Crystal structure of Me₄N12 (ORTEP view, 30% probability level). The Me₄N⁺ cation is omitted for clarity. C5 N1 1.463(3), N1 C6 1.348(3), N1 N2 1.345(2), N2 N3 1.315(3), N3 C7 1.371(3), C4 C5 1.515(3), C1 C2 1.643(3), C6 N1 1.348(3), C2 C3 1.536(3), C2 B11 1.720(3), C1 B4 1.720(3), C2 B6 1.734(3), C1 Co3 2.045(2), C1 B5 1.703(3), C1 B6 1.721(3), C2 Co3 2.100(2), Co3 C1A 2.060(2), Co3 B4A 2.097(2), Co3 B4 2.083(2), Co3 B7 2.103(2), Co3 B7A 2.102(2), Co3 B8A 2.123(2), Co3 B8 2.110(2), N1 N2 N3 107.38 (17), N2 N1 C5 120.99(17), C5 N1 C6 128.36(18), N1 C6 C7 105.36(18), Co3 C1 C1A 134.75(8), C1 C2 B5 112.13 (16), C3 C2 Co3 112.81(14), C2 Co3 C2A 102.51(8), C1 Co1 C1A 134.75(8), C2 C1 B4 113.47(16).

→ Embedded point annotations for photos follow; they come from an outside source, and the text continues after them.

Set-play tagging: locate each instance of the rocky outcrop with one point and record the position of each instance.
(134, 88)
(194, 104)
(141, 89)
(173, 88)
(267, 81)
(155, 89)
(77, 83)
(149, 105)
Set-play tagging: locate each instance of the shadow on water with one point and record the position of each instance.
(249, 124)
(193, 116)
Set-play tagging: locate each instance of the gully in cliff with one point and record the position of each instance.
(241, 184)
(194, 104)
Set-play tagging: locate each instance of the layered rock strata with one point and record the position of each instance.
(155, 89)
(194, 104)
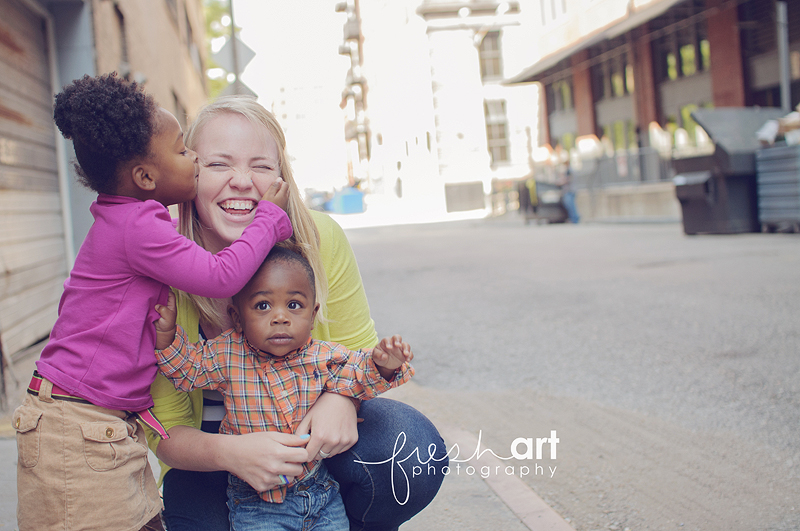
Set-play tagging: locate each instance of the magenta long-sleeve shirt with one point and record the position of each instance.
(102, 345)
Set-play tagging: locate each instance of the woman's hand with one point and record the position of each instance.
(332, 423)
(261, 458)
(257, 458)
(278, 193)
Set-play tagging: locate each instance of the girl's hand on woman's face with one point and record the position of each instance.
(278, 193)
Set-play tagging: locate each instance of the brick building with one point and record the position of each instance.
(613, 67)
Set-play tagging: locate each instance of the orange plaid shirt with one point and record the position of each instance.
(267, 393)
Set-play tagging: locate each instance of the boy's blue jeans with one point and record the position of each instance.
(312, 504)
(197, 500)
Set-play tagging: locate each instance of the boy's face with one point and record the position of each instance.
(276, 310)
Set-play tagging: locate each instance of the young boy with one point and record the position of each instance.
(270, 373)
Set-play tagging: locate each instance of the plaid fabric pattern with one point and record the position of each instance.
(266, 393)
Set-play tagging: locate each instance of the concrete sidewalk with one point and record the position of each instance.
(466, 502)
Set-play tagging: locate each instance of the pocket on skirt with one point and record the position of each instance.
(26, 423)
(108, 445)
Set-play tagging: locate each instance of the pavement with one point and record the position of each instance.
(466, 501)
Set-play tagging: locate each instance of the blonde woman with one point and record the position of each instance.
(242, 150)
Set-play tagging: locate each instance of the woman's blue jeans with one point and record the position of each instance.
(377, 497)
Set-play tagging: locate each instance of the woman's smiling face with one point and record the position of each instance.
(238, 162)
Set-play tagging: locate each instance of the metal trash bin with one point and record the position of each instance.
(718, 193)
(778, 177)
(541, 201)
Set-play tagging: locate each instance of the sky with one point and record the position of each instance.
(296, 45)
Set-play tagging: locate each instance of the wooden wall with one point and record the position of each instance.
(32, 247)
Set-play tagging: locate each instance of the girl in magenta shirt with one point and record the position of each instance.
(82, 456)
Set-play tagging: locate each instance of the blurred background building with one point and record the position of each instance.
(427, 116)
(45, 214)
(620, 80)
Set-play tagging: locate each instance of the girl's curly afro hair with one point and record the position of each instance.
(110, 122)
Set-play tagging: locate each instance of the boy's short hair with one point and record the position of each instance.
(286, 255)
(110, 121)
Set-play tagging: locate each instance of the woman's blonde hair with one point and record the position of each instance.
(305, 238)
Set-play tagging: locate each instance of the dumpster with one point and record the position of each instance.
(346, 201)
(541, 201)
(778, 177)
(717, 192)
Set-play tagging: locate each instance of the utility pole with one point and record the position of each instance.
(234, 51)
(783, 55)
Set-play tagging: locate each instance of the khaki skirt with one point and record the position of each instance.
(81, 467)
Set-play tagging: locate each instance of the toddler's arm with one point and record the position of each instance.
(390, 354)
(189, 365)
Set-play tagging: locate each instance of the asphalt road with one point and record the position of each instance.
(670, 365)
(675, 360)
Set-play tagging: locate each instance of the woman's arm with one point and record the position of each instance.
(332, 420)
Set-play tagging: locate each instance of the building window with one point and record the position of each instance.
(489, 52)
(496, 130)
(552, 10)
(682, 53)
(559, 96)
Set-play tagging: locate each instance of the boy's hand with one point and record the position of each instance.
(278, 193)
(165, 325)
(390, 354)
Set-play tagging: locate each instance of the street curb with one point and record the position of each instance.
(526, 505)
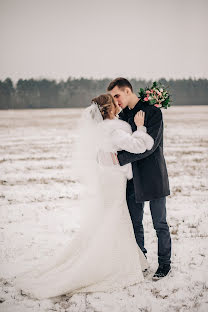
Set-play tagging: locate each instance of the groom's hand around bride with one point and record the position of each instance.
(139, 118)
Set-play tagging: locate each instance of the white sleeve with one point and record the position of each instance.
(136, 143)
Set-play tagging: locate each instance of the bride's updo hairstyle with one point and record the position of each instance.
(104, 103)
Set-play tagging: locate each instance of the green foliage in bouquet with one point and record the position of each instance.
(155, 95)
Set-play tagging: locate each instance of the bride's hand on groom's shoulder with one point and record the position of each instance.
(139, 118)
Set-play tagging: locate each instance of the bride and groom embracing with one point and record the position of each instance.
(122, 166)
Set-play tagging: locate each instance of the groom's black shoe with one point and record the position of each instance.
(162, 271)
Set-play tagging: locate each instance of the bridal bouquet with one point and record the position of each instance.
(157, 95)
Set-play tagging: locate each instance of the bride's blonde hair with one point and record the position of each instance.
(104, 102)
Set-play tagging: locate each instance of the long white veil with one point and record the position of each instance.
(84, 154)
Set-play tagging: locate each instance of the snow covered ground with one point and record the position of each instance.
(40, 210)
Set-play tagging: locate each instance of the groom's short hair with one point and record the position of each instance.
(120, 83)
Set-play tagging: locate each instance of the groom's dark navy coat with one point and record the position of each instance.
(150, 175)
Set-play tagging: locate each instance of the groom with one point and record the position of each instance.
(150, 178)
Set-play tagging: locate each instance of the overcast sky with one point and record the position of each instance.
(87, 38)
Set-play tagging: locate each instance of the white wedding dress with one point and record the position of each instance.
(104, 255)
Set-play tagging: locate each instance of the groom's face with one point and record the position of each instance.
(121, 96)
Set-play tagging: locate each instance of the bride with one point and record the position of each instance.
(104, 255)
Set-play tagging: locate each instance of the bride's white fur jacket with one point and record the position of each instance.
(116, 135)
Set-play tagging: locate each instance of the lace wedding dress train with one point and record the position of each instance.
(103, 257)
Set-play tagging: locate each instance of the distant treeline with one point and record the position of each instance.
(45, 93)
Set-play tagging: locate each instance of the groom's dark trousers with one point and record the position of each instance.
(150, 180)
(158, 212)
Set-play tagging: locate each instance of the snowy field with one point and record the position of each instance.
(40, 211)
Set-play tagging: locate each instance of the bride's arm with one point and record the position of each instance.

These results underline the possibility of convenient interconnection of the cage with organic fragments and biomolecules via orthogonal Huisgen–Sharpless click reactions. Considering the smooth course of the reaction and good yields of anticipated products, these results closely parallel those from a similar dipolar cycloaddition of the propyl azides of the cobalt bis(dicarbollide) ion 1^– with a broader scale of alkynes published in our recent communication.⁵⁵ This however covered a different class of derivatives of the ion 1^– with restrained geometry locked in the cisoid-conformation, due to the presence of an oxygen bridge. On the other hand, the present, as well as previous results, again demonstrate that the electronic and steric shielding effects of the cobalt bis(dicarbollide) cage disfavor the reactions of the groups directly bound to the cage atoms.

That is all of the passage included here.